The top management of the Italian branch of GlaxoSmithKline (GSK) is under investigation together with more than 2900 physicians, most of whom are general practitioners.
Based on the preliminary conclusions of an inquiry by police, who collected more than 13000 hours of phone conversations in 15 Italian regions and seized several computers, 72 people have been charged with corruption (37 employees of GSK Italy and 35 physicians and health service managers).
In addition, 80 sales representatives and managers are accused of illicitly compensating doctors for agreeing to prescribe or recommend to colleagues the company's products instead of the generic equivalents or analogues made by other companies.
The investigation started last June in Verona when the police, during a routine examination, found in the GSK's yearly budget the amount of €100m (£67m; $108m) for “medical promotion” and “other promotion.” Since the only forms of self promotion that pharmaceutical companies are allowed to use are limited to gadgets of low commercial value, the amount seemed disproportionate.
GSK Italy expressed surprise and offered to collaborate with the investigators. “We think we acted according to the standards fixed by the law,” declared Giuseppe Recchia, its medical director.
The police discovered the existence of a complex software system called Giove (Jupiter), which allowed GSK's sales representatives to closely monitor the prescribing behaviour of the doctors they had paid, through the orders in the neighbouring pharmacies.
Some of the recordings of the phone conversations between sales representatives and doctors are very explicit about the strict relation between the money or benefit offered to individual doctors and the expected rise in their prescriptions.
In this regard, the 26 chiefs and assistant chiefs of hospital departments, the five university professors, and the four heads of hospital pharmacies were considered much more valuable than the general practitioners. These people were invited to “medical tours” to places such as Monte Carlo in the days of the Formula 1 Grand Prix or to Sharm el Sheik or Damascus, or they received tens of thousands of pounds cash with fictitious justifications, whereas the general practitioners often received only medical manuals.

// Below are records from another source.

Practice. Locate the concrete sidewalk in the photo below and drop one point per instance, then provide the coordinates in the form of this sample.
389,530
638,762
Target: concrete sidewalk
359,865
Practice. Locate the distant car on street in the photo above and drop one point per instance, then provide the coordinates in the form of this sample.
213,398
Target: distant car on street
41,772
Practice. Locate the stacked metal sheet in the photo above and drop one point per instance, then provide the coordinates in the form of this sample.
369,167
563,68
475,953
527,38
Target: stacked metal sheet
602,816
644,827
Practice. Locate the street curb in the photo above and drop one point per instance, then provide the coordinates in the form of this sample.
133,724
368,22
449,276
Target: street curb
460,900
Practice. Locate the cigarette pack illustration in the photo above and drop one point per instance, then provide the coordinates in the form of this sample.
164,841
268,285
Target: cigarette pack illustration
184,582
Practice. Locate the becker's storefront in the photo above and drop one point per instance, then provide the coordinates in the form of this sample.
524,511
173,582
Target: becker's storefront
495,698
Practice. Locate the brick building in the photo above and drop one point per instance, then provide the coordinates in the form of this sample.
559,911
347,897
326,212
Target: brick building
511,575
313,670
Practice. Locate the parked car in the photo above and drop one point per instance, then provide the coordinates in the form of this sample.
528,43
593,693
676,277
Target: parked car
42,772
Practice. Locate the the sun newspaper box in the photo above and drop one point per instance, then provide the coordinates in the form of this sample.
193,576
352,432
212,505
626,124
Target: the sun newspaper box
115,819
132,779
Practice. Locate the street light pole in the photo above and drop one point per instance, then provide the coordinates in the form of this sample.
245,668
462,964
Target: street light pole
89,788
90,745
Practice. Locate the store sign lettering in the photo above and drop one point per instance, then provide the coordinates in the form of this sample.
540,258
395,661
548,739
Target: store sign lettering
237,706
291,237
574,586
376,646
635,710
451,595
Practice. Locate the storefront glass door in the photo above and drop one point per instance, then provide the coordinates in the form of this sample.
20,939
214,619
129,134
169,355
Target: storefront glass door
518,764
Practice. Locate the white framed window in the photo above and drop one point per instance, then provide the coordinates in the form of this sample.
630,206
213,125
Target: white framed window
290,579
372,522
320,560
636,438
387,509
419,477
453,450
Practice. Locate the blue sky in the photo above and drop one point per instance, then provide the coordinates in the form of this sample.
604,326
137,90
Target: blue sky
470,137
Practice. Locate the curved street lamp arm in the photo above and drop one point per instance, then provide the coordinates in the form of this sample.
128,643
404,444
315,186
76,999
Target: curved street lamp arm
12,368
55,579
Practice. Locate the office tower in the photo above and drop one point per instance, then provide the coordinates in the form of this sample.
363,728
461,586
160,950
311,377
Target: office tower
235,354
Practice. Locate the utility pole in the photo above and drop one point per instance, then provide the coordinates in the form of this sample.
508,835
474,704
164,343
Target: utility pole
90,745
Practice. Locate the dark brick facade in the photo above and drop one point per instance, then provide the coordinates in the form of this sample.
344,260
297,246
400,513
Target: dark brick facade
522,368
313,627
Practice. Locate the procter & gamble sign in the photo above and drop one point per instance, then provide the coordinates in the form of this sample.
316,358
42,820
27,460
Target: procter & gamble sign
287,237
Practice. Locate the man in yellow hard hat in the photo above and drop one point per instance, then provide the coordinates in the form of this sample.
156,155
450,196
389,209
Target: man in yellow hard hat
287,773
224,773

The national accounting court (Corte dei Conti) has opened its own investigation to determine if the national health service suffered damages, and the minister of health, Girolamo Sirchia, has invited the regulatory medical boards to act quickly. “They must intervene with severity,” he said. “Suspension and cancellation of medical licences should be used more often.”
The bad news for GlaxoSmithKline did not end with the investigation in Italy. Three days after the announcement by the Italian police, the state of New York filed a suit against the company, together with Pharmacia, alleging they both engaged in fraud and commercial bribery and made false statements to government health plans, all practices that would have resulted in overpayments.